BlackWizardMagus did a fine job of explaining context-sensitive questions; they are ones whose answer depends on the prior exchanges in the conversation. "Can you define the word 'hydrological?'" is not a context-sensitive question. "Could the word 'hydrological' be used to describe the subject of my last question?" is. Or, another example: "Based on what I've said so far, what kind of person do you think I am?" I can't see how a Chinese Room could answer questions like this in a way that could not easily be detected and distinguished from the answers a human would give.

And I think the context related questions are ones that would require more abstraction. Off the top of my head, I'm thinking of something like "you"; could you ever ask the guy in the room "How are you doing?"? Not really. You COULD ask, physically, but the response would be either completely vague or meaningless, if you even got one.

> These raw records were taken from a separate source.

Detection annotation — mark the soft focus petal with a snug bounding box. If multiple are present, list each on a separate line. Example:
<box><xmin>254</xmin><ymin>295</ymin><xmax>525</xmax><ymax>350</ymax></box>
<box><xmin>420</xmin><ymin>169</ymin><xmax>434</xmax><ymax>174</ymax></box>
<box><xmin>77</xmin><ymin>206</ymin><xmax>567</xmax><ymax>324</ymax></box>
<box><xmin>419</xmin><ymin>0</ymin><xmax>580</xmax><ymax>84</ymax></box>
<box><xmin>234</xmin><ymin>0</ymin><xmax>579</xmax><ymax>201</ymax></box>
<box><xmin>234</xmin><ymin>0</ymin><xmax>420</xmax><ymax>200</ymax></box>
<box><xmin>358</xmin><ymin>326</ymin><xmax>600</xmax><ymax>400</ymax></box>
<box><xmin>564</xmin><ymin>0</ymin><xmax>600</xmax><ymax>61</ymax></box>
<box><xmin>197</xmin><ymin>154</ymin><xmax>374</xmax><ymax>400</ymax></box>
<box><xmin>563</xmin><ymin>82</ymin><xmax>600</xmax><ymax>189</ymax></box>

It has no sense of self, a sort of context. Or time, like mentioned. You could ask an advanced computer to save your internet history for exactly thirty days, but you couldn't ask it "What kind of sites did I look at while ago?". It doesn't know what "a while" is, as it's an abstraction, and if you phrased it more like "I keep getting these month-late credit bills...what sites did I look at a while back?", where we would know that if it's a month late, and they are given usually at the end of the month, to go back between 1-2 months, but a computer would be baffled. As Adam said, eventually we could design a computer to do this, but it just doesn't apply to the chinese room.

I gave examples and asked if it was an example of a choice or free will. I mentioned things like a computer turning on its fan when it got too hot. Or a virus choosing to invade a cell. Or a boulder choosing to bounce to the left. Or a worm choosing to wiggle.

It was very similar to this article in that the grey areas needed to be brought back out.